Fans of “The Princess Bride” will know instantly what this post is about – but for others, just follow along. In the next of the series of paleontology posts (I think i will be updating this site soon to categorize my musings, since they do go off in very different directions) I would like to talk about an announcement made last week about an exciting discovery in Madagascar. What makes this so thrilling is threefold:
1) it documents that the mammals that existed during the Upper Cretaceous period between 72 million and 66 million years ago were a great deal larger than originally thought
2) its findings helped to fill in a previously blank section of the evolutionary tree and
3) it proves that William Goldman, the author of “The Princess Bride,“ was an auger and visionary. In fact the details about this unearthing of a new mammal reads like some sci-fi fantasy. Let me elucidate.
At the time this creature lived, Madagascar was actually part of a giant supercontinent land mass called Gondwana that incorporated what we know today as Africa, South America, Arabia, Madagascar, India, Australia and Antarctica. The area was designated Gondwana by an Austrian scientist named Eduard Seuss – not a relation to Dr. Seuss whose actual last name was Geisel, but this appellation does sound like it came from Seuss’ “Oh, The Places You’ll Go.” Despite my fancy, Gondwana is a region in Central India which has topographical similarities to Southern Hemisphere continents. Here’s a simple map that shows the evolution of the continents:
Here is some finer detail on the continents-to-be:
Madagascar today is an island off Africa in the Indian Ocean:
The formation of Madagascar into an island was completed about 188 million years ago, between the Triassic and Jurassic periods. This is significant, as you will read in a moment but first, without any more delay – let me introduce you to today’s subject:
I know, this is a little vague. Try this reconstruction:
The name is in itself a fascinating insight into the mysterious world of paleontology : “Sertichi” comes from Joe Sertich, a graduate student who was at a Madagascar dig with professor and vertebrate paleontologist David Krause of Stony Brook University of New York City.
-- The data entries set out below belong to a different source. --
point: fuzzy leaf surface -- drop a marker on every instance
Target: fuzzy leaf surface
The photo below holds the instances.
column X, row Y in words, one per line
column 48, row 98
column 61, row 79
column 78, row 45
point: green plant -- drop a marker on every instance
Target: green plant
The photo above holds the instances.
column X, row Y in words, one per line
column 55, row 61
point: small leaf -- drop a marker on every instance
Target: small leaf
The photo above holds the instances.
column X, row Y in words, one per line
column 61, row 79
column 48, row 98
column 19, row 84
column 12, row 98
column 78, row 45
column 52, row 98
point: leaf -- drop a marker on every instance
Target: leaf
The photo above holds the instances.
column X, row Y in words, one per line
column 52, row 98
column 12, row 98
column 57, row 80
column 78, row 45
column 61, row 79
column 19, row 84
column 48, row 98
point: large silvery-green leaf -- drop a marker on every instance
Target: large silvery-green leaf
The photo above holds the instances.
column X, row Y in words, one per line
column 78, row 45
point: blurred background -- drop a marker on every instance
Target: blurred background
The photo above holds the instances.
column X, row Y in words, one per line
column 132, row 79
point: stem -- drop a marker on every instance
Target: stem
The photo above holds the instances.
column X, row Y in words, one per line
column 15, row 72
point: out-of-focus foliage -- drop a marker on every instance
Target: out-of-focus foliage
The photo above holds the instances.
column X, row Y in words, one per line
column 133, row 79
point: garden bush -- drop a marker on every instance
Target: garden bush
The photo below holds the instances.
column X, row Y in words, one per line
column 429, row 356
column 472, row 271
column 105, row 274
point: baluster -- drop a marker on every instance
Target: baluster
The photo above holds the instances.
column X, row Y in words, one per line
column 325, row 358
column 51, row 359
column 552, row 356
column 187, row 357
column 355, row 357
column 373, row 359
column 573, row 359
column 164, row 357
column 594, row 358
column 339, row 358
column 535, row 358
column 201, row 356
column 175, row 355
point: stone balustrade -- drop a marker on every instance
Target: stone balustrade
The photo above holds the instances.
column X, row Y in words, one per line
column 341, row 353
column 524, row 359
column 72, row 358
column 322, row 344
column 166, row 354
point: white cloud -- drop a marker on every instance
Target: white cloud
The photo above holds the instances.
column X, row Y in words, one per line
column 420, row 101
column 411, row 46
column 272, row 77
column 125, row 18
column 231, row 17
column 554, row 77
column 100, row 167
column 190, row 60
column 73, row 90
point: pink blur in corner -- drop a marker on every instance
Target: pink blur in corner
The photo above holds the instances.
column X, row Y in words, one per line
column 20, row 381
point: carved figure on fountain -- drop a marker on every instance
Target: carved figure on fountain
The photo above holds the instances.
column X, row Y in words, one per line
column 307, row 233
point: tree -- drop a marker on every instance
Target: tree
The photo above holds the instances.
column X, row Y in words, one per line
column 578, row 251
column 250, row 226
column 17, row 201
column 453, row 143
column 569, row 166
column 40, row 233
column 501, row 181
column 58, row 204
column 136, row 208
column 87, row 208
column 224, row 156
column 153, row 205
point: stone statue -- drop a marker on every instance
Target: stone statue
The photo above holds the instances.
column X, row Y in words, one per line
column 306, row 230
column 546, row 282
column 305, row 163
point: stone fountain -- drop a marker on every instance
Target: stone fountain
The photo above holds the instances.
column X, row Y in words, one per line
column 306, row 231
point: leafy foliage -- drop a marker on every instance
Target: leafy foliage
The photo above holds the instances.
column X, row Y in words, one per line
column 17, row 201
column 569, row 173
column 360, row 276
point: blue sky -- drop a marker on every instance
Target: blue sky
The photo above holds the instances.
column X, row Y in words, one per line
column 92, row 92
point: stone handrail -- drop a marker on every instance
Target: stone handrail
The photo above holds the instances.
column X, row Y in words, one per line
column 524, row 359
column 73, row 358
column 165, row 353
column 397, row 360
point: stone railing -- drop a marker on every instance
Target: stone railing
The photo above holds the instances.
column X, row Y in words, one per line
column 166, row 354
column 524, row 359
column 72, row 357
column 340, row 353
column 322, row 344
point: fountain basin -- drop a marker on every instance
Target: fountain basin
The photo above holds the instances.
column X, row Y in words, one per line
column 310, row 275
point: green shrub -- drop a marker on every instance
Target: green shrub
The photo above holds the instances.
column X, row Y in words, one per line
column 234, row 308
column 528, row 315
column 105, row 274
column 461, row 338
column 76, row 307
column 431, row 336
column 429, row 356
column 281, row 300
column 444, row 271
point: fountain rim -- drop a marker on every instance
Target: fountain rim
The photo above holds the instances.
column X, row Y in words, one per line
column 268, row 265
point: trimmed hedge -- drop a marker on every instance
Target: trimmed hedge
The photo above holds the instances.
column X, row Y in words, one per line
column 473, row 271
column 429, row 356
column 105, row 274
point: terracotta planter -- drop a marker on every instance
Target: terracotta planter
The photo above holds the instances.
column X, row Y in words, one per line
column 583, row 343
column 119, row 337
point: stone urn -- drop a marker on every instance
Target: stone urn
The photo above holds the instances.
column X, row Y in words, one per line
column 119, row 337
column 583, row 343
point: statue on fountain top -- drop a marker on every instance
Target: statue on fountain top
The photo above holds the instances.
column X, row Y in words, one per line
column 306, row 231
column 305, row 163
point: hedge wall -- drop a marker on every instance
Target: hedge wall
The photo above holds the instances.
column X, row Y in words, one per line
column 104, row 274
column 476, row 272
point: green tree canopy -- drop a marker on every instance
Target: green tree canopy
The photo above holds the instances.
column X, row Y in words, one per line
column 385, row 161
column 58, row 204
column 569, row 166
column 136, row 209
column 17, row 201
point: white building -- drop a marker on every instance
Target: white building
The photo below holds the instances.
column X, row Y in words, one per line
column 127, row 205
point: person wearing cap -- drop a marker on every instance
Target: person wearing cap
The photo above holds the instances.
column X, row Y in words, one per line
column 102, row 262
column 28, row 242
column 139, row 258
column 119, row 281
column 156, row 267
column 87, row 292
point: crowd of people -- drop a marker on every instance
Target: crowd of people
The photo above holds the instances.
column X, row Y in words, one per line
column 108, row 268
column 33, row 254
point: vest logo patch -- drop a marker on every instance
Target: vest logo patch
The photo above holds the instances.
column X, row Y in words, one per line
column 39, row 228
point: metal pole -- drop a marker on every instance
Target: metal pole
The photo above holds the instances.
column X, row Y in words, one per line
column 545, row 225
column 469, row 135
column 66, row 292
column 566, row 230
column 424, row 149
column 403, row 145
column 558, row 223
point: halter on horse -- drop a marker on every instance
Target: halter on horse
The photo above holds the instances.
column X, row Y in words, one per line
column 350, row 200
Sertich brought back a 150 pound slab of sandstone to New York, not knowing that a skull was imbedded deep within. This is not unusual – we had been told during my visit to the Paleontology lab of the Museum of Natural History that many of their specimens were not immediately identified but rather stayed safe in their plaster -cocooned pods until a particular inquiry was made. You can read about that in this post here. Once in the lab, a CT-scan identified the fossilized skull. “Vintana?” That’s Malagasy word for LUCK!
Now let’s go back to the geological importance of Madagascar’s island status. It appears that our new friend Vintana Sertichi while looking like an overgrown groundhog, had some rather startling characteristics. Some of its features resemble reptiles that have been found previously on the mainland of Africa. It’s teeth, however were more in tune with other herbivore mammals of the time. And, to make VS even stranger, some of its features were unique, suggesting an isolated evolution that would exist on an island. For example, the orientation of VS’s brain pan tilts at a strange angle and it has huge cheekbones suggesting very powerful jaw muscles. VS also had an enormous sense of smell as evidenced by its brain’s olfactory section occupying 14% of the total brain volume (human olfactory section, in comparison is only .01%, while a dog’s is .31%. In addition, VS’s ear canals appear to provide high-frequency hearing, and it also had extra-large eye sockets suggesting sharp sight even in low light. Super Mammal! Seriously, the characteristics of VS are so unique that scientists believe it is a new genus (a class, or category of biological classification ranking between the family and the species). This find is also extremely rare as only two much smaller mammal skulls have been found to date in the Southern Hemisphere from the age of dinosaurs
However, there is still much to learn about Vintana Sertichi. Without a complete skeleton, there is no way to ascertain other characteristics. For example, did it lay eggs like other reptiles or have live births like mammals – or was it more marsupial in its gestation? Where did VS live – on the ground, in a burrow or up in a tree? Or, like the theatrical ROUS, did it live in a fire swamp? Only time will tell if William Goldman was right.